In an editorial for Arthritis & Rheumatology, the editors of the journal point out that there's an interesting parallel study from Canadian researchers that might shed some light on how income levels and race intersect to influence outcomes in women with lupus. In that study, Asian people with lupus had fewer strokes and heart attacks than white people, and Native Canadians had more specific problems with strokes and blood disorders. The less access they had to healthcare due to cost, the worse the Canadian patients were. This suggests that the solution to the problem might be partially genetic and partially societal.

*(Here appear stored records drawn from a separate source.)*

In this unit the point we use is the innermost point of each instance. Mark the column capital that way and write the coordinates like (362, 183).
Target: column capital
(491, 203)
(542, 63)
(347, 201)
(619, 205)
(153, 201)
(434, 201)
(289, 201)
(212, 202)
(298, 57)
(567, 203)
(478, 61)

Poverty, which affects many Americans along racial lines, has a big impact on how severe lupus can get and how well it can be treated; it creates more stress, makes it more difficult to get medication or to take proper healthcare steps, and may mean people don't get proper care and so aren't diagnosed properly. (Diagnosis is a big problem with lupus because it often looks like other illnesses, and therefore can be misdiagnosed.) But the big, complex results these new studies have revealed indicate that there are a lot of things at play here. There's now some science to suggest that Black women in particular might have a genetic susceptibility to lupus, and the LUMINA (Lupus In Minorities) study performed on women across the U.S. from 1993 onwards has revealed that two particular genes seem to be associated with worse lupus illness in minority women. This is important because it might suggest genetic-based treatments in the future.

Overall, the picture of lupus in women of color is diverse and complicated, and a lot more research is needed to help us understand precisely what's going on, from discrimination and poverty to genetic susceptibility. If you do suspect that you might have lupus symptoms, see your GP immediately; early diagnosis is extremely important for treatment.